Helen Cammock :I Decided I Want to Walk

10 Sep-17 Oct 2020

Kate MacGarry
London E2 7HR

Overview

Kate MacGarry is pleased to announce Helen Cammock’s first exhibition at the gallery. Cammock explores social histories through film, photography, print, text, song and performance. She is motivated by her commitment to questioning mainstream historical narratives around blackness, womanhood, wealth, power, poverty and vulnerability. Mining her own biography in addition to the histories of oppression and resistance, multiple and layered narratives reveal the cyclical nature of histories. The exhibition features Cammock’s new work 'They Call It Idlewild' (2020). The film acts as a reflection on the politics of idleness and what it means creatively, emotionally and culturally to be idle at a time when the questions are being asked more widely about the physical and emotional costs of hyper-productivity, required by Neoliberalism. Cammock explores the processes of idleness through visual and poetic intertextuality drawing on writers such as Audre Lorde, Mary Oliver, James Joyce and Jonathan Crary.
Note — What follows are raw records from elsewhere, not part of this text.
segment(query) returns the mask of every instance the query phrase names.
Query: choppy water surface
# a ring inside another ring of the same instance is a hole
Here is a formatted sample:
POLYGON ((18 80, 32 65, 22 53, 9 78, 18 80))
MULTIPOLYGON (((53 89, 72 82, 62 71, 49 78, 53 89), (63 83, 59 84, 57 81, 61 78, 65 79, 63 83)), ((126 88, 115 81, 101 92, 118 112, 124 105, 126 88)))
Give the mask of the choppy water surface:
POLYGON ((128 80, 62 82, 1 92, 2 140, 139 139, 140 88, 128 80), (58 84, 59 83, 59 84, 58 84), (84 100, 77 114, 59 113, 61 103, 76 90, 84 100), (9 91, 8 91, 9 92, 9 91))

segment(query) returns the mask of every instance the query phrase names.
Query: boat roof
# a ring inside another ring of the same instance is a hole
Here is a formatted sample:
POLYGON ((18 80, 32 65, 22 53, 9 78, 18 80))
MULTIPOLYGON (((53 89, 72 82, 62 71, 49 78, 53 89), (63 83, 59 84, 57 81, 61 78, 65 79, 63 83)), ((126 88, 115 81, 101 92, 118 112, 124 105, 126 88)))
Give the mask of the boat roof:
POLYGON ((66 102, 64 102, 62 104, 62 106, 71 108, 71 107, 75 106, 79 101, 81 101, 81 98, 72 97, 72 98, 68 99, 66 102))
Part way through the film, Cammock begins to sing Johnny Mercer’s depression-era song ‘Lazy Bones’, drawing an explicit link between several historical periods, a reminder of the pervasiveness of racial stereotypes around laziness and the toxic hypocrisies of the slave business and land-owning classes. 'They Call it Idlewild' asks; who gets to be lazy? 'They Call It Idlewild' was first exhibited at Wysing Arts Centre, Cambridge in March 2020 following a residency responding to the forgotten histories, photographs and artworks uncovered in the organisation’s archive. Cammock’s film has gained currency with the pandemic. Observation and patience are offered alongside urgent conversations of complacency and collusion. A new project of screen prints respond to a moment that is both past and current - political and social - individual and collective - asking how one exists without the other. Through the poetic quality and potential of language these propositions, and perhaps provocations, ask us to pay attention.